イトーヨーカドーとLOHACOのコラボは約2年で終了
注文は11月28日23時、お届けは同30日22日をもって終了。今後の生鮮食品の購入については、イトーヨーカドーのネットスーパー「アイワイネット」や、ロハコで厳選した野菜、フルーツを届ける「Farmer's Maket」、ロハコ限定パン「LOHACO BREAD」などの利用を呼びかけている。
セブン&アイとLOHACOがコラボした都市型の生鮮EC「IYフレッシュ」としてオープンしたのは、2年前の2017年11月。セブン&アイが取りそろえた野菜や果物、加工食品など約5000種類の食料品を、「LOHACO」の物流網で配送するサービスだった。
対象地域は新宿区・文京区の2区から拡大せず
サービス開始時から現在までの対象地域は東京・新宿区と文京区。18年春をめどに東京西部や北部へ拡大し、18年中には東京23区内、20年秋ごろには首都圏へと広げる計画だったが、拡大の動きは結局、見られなかった。
セブン&アイとアスクルは、「IYフレッシュ」のオープンにあたり、両社のECサイト「オムニ7」と「LOHACO」で相互送客を行うことを決めていた。「オムニ7」は開始当初、2019年にオムニチャネル売上高1兆円を目標に掲げていたが、その後に事業方針を転換。ECを中心に不特定多数の顧客にアプローチする従来の戦略から、「顧客ごとにグループ各社の利用状況をつなげ、全チャネルを通じてサービスの質を追求していくこと」へと変更していた。
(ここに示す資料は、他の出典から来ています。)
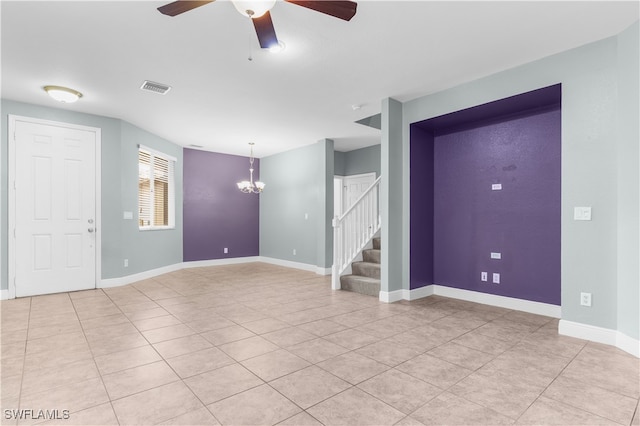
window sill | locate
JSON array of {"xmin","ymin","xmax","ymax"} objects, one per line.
[{"xmin": 138, "ymin": 226, "xmax": 176, "ymax": 231}]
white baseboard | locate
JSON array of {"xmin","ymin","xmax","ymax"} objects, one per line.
[
  {"xmin": 316, "ymin": 266, "xmax": 332, "ymax": 275},
  {"xmin": 378, "ymin": 290, "xmax": 404, "ymax": 303},
  {"xmin": 433, "ymin": 285, "xmax": 562, "ymax": 318},
  {"xmin": 95, "ymin": 256, "xmax": 324, "ymax": 290},
  {"xmin": 97, "ymin": 263, "xmax": 183, "ymax": 288},
  {"xmin": 378, "ymin": 285, "xmax": 434, "ymax": 303},
  {"xmin": 182, "ymin": 256, "xmax": 262, "ymax": 268},
  {"xmin": 558, "ymin": 320, "xmax": 640, "ymax": 358},
  {"xmin": 257, "ymin": 256, "xmax": 331, "ymax": 275},
  {"xmin": 380, "ymin": 284, "xmax": 562, "ymax": 318},
  {"xmin": 402, "ymin": 285, "xmax": 436, "ymax": 300}
]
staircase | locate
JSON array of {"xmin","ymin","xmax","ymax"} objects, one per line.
[
  {"xmin": 331, "ymin": 177, "xmax": 382, "ymax": 297},
  {"xmin": 340, "ymin": 238, "xmax": 380, "ymax": 297}
]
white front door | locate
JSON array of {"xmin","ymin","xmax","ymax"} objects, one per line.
[
  {"xmin": 10, "ymin": 118, "xmax": 97, "ymax": 297},
  {"xmin": 342, "ymin": 173, "xmax": 376, "ymax": 212}
]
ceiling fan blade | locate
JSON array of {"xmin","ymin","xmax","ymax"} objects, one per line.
[
  {"xmin": 158, "ymin": 0, "xmax": 215, "ymax": 16},
  {"xmin": 285, "ymin": 0, "xmax": 358, "ymax": 21},
  {"xmin": 251, "ymin": 11, "xmax": 278, "ymax": 49}
]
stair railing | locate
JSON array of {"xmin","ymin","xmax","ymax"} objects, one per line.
[{"xmin": 331, "ymin": 177, "xmax": 382, "ymax": 290}]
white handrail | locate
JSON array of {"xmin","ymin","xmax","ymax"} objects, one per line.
[{"xmin": 331, "ymin": 177, "xmax": 382, "ymax": 290}]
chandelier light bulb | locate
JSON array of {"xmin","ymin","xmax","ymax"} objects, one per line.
[{"xmin": 236, "ymin": 142, "xmax": 265, "ymax": 194}]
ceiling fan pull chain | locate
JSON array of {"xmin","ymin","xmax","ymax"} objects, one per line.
[{"xmin": 247, "ymin": 19, "xmax": 253, "ymax": 62}]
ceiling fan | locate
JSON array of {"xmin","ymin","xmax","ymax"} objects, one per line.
[{"xmin": 158, "ymin": 0, "xmax": 358, "ymax": 49}]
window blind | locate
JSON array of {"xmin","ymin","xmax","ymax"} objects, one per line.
[{"xmin": 138, "ymin": 146, "xmax": 175, "ymax": 229}]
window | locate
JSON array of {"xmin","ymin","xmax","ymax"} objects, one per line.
[{"xmin": 138, "ymin": 145, "xmax": 176, "ymax": 229}]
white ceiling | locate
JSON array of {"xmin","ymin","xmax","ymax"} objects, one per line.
[{"xmin": 1, "ymin": 0, "xmax": 639, "ymax": 157}]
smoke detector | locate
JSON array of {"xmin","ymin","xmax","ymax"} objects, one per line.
[{"xmin": 140, "ymin": 80, "xmax": 171, "ymax": 95}]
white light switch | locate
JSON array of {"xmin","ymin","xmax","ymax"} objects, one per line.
[{"xmin": 573, "ymin": 207, "xmax": 591, "ymax": 220}]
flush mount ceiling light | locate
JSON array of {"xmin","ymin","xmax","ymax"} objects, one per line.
[
  {"xmin": 237, "ymin": 142, "xmax": 264, "ymax": 194},
  {"xmin": 43, "ymin": 86, "xmax": 82, "ymax": 104}
]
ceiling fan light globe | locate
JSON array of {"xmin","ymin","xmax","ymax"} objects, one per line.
[
  {"xmin": 231, "ymin": 0, "xmax": 276, "ymax": 19},
  {"xmin": 44, "ymin": 86, "xmax": 82, "ymax": 104}
]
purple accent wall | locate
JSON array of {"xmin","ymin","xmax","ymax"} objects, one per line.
[
  {"xmin": 410, "ymin": 86, "xmax": 561, "ymax": 305},
  {"xmin": 183, "ymin": 149, "xmax": 260, "ymax": 261},
  {"xmin": 433, "ymin": 110, "xmax": 560, "ymax": 305},
  {"xmin": 409, "ymin": 124, "xmax": 434, "ymax": 290}
]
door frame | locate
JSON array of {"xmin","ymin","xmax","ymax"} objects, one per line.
[{"xmin": 7, "ymin": 114, "xmax": 102, "ymax": 299}]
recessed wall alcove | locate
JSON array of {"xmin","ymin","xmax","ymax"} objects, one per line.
[{"xmin": 410, "ymin": 84, "xmax": 561, "ymax": 305}]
「ネットスーパー」は競争激化、Amazonや楽天も参入
米アマゾン・ドット・コムの日本法人が2017年年4月から、生鮮宅配「アマゾンフレッシュ」を開始したことをきっかけに激化は始まった。半年後に追いかけるようにオープンしたのが「IYフレッシュ」だった。
食品ECは成長市場も、ネットスーパーは苦戦
その後も、18年10月には楽天が西友(ウォルマート)とタッグを組んで「楽天西友ネットスーパー」を開始。国内企業の間では対抗手段としてネットとリアルを融合する動きが活発化し、大手スーパーのほか異業種も巻き込んだ、垣根を超えた提携が見られるようになった。
食品は生鮮食品や冷凍食品など品目ごとに違う温度帯での管理が必要になり、日用品などと比べ、管理や物流コストが跳ね上がる。消費期限切れなどの在庫ロスも発生するため、小売り各社が手がけるネット宅配事業は大半が苦しい運営を迫られているのも実情だ。
ただ、食品や飲料などのBtoC市場規模は順調に拡大。一方でEC化率は2%台と低水準のままで、成長の余地は大きい領域ともいわれている。